そして、辻斬りが見えない刃でいくら斬りつけられようが、臓器までは届かない。
ならば、辻斬りは俺の体に致命傷を負わせることは出来ない。
俺はそのことを辻斬りに確認させると、辻斬りが放つ「見えない刃」を受けつつ、辻斬りの目の前に立った。
そして、
「くたばれ」
その言葉と同時に、右拳を辻斬りの鳩尾に深く入れた。
「ぐぇッ!?」
「………。
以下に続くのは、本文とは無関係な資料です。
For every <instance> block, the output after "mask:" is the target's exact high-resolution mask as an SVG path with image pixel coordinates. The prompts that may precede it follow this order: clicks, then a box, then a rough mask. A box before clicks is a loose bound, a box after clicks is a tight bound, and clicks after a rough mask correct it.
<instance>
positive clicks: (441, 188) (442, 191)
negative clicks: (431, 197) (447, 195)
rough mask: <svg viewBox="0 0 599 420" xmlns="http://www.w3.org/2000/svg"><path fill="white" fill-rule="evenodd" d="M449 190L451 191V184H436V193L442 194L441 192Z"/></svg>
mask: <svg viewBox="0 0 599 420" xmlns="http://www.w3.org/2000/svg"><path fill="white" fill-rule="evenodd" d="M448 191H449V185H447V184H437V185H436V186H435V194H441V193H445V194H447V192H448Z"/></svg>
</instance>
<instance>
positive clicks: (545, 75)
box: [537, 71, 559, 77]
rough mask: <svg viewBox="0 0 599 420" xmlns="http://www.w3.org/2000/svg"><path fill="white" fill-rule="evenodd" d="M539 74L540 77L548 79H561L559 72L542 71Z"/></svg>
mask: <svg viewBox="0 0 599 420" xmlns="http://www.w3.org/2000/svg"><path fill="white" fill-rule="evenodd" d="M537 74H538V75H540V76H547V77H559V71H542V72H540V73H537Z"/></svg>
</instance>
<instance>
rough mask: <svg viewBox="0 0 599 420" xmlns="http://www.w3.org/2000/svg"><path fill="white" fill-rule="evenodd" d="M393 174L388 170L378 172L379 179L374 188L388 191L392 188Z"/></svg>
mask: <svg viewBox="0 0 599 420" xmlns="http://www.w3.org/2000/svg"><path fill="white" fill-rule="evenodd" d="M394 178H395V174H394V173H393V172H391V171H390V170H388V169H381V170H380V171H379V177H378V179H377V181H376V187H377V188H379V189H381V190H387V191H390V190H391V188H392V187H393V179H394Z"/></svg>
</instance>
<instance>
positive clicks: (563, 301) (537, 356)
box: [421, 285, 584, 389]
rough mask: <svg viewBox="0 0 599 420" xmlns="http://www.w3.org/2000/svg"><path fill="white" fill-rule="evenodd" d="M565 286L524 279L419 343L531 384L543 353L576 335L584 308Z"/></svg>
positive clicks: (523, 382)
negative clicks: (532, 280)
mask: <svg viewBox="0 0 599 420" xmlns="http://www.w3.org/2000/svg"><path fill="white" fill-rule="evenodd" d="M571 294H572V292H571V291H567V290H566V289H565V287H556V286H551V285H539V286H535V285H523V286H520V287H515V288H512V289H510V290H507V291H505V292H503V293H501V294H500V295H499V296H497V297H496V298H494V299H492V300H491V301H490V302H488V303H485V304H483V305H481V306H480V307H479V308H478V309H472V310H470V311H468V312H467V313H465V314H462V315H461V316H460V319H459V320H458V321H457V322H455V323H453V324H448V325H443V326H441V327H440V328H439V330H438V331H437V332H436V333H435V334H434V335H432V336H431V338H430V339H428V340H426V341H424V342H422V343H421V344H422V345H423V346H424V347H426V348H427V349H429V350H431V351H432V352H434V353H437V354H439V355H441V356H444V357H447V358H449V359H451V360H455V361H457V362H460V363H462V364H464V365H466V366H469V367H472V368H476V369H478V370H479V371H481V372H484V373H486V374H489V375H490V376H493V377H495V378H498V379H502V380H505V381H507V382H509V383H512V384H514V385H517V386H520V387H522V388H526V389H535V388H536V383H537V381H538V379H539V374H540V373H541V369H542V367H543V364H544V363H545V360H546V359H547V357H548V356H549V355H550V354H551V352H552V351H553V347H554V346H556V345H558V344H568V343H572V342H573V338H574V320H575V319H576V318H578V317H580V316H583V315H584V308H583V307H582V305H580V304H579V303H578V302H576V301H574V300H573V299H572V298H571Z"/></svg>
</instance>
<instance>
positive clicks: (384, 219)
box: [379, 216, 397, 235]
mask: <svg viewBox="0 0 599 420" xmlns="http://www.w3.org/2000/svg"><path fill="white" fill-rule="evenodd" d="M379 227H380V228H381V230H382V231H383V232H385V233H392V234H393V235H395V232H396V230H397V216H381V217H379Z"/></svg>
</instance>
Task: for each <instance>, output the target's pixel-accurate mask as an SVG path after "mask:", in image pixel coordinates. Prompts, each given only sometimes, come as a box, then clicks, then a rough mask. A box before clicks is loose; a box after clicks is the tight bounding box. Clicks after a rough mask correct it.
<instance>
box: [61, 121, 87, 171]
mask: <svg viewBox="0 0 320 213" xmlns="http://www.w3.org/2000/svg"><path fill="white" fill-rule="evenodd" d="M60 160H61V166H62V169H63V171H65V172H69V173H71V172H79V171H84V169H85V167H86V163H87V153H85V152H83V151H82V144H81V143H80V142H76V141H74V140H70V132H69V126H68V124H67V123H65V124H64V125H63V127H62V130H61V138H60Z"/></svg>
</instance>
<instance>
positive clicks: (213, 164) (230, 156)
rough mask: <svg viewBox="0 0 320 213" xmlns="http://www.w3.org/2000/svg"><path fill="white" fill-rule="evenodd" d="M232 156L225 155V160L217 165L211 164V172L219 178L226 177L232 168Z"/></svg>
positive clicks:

」
辻斬りのくぐもった悲鳴を聞きながら、俺は辻斬りを殴り続けた。
まず腹を殴り、骨を砕き、内臓を潰した。
そして、それに悶絶して床に転がる辻斬りを、俺は蹴りつづけた。
腹や背中はもちろんのこと、顔や股間も何かがつぶれるまで蹴り続けた。
その間、辻斬りはあまりの痛みに悲鳴も上げられず、ただ呻き声をあげるだけだった。
そして、辻斬りが呻き声をあげることも出来なくなると、俺は辻斬りの手を踏み砕いた。
爪を砕き、骨も甲の部分から指の先端まで砕いた。
手が砕けたことを確認すると、俺は足をどけて、今度はもう片方の手を同じように踏み砕いた。
気がつけば、いつのまに辻斬りは虫の息だった。
だが、俺はそれが気に食わなかった。
顔を掴み、少しだけ足をばたつかせる辻斬りを壁に押し付ける。
「まだ死ぬな。本番はこれからだ」
そして、俺は辻斬りの鼻が潰れた顔を手で鷲づかみにしながら、酒場から外に出た。
別の作品が書けなくて、リハビリ目的で書き始めた作品ですが、何か感想をもらえると嬉しいです。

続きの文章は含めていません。